The 2024 regulatory shift turns the country into one of the world’s leading hubs for Bitcoin mining.
The legalization of Bitcoin mining in Russia is having significant effects on the market for specialized mining equipment. According to local media Prime, in the last quarter of 2024, demand for machinery tripled compared to the same period in the previous year.
The signing of the law by President Vladimir Putin in November 2024 ended years of regulatory uncertainty, opening up new opportunities for an industry that now sees Russia in second place globally for mining computing power, with a 16% share of the global hashrate, according to data from the Hashrate Index.
The new regulatory framework is characterized by a flexible approach: miners consuming less than 6,000 kWh per month are exempt from registration, while a 15% tax is applied to the value of mined bitcoins. This regulatory clarity, combined with the country’s abundant energy resources, is attracting interest not only from domestic investors but also from foreign ones, particularly from BRICS countries.

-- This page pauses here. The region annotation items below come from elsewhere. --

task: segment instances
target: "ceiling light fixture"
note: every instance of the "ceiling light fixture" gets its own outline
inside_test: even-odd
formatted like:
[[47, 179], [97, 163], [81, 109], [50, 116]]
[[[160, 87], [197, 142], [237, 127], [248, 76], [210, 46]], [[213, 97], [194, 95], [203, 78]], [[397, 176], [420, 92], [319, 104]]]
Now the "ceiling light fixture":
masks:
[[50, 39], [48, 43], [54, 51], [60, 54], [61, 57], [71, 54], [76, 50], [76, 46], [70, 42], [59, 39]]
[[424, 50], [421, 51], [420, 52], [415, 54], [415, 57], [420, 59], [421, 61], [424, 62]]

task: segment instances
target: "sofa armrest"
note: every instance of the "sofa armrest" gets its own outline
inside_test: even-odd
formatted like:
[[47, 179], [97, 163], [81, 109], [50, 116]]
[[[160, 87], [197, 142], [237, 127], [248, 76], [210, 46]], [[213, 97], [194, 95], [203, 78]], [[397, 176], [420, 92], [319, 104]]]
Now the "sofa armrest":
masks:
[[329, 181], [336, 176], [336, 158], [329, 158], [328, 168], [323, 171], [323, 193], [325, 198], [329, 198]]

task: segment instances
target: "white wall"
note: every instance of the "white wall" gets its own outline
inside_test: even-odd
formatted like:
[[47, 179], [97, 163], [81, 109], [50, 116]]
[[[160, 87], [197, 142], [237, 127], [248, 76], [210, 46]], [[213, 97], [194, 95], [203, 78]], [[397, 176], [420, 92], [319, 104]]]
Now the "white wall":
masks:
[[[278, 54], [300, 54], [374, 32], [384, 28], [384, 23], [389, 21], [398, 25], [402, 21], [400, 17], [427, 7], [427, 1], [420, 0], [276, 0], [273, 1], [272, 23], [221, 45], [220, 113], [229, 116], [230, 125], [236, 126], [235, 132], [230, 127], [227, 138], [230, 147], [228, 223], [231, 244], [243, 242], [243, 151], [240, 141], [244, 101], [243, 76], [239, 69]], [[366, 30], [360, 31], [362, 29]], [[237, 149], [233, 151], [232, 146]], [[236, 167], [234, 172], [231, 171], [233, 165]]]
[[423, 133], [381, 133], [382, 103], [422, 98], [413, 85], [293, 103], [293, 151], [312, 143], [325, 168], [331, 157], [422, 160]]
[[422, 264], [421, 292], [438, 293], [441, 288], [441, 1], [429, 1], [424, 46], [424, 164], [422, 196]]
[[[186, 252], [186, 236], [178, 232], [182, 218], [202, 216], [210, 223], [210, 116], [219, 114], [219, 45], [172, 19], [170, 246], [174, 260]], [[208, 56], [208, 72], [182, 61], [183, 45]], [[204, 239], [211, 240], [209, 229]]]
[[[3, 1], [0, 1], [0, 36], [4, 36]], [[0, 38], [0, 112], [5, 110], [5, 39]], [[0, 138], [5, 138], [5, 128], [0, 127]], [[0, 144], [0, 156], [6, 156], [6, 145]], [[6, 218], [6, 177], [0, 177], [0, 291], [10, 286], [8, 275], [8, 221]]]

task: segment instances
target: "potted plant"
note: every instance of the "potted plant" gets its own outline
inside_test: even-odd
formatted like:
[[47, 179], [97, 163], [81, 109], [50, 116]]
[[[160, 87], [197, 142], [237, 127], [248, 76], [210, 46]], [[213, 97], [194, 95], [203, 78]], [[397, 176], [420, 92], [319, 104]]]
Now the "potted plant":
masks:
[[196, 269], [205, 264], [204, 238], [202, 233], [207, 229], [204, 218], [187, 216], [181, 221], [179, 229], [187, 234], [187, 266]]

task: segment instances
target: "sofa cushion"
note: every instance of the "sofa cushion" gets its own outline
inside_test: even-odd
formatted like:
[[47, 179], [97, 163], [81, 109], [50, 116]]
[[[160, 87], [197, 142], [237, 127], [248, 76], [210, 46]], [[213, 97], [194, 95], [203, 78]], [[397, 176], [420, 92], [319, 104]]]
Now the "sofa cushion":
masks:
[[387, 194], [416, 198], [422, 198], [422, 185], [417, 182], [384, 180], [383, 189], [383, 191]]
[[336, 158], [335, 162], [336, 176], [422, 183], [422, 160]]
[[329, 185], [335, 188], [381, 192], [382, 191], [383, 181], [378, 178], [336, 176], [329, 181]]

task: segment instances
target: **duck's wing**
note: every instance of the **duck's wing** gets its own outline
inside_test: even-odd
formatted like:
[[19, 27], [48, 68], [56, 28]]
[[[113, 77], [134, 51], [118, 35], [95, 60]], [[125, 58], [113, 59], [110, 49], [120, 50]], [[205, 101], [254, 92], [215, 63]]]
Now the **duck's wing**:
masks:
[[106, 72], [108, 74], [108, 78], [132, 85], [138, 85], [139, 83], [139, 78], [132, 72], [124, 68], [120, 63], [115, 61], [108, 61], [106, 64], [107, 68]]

Serge Bezdelov, director of the Industrial Mining Association, stated:
“Bitcoin mining represents an important asset diversification opportunity.”
However, the government is maintaining a cautious approach: as of January 1, 2025, mining restrictions have been imposed in six regions of the North Caucasus, and seasonal limitations are in place in four other areas, balancing energy security needs with industry development.
The Central Bank of Russia has also introduced new rules for international cryptocurrency transactions, requiring the registration of foreign contracts involving digital assets with authorized banks. The regulation, effective from January 11, sets reporting thresholds of 3 million rubles (around $30,000) for imports and 10 million rubles (around $100,000) for exports.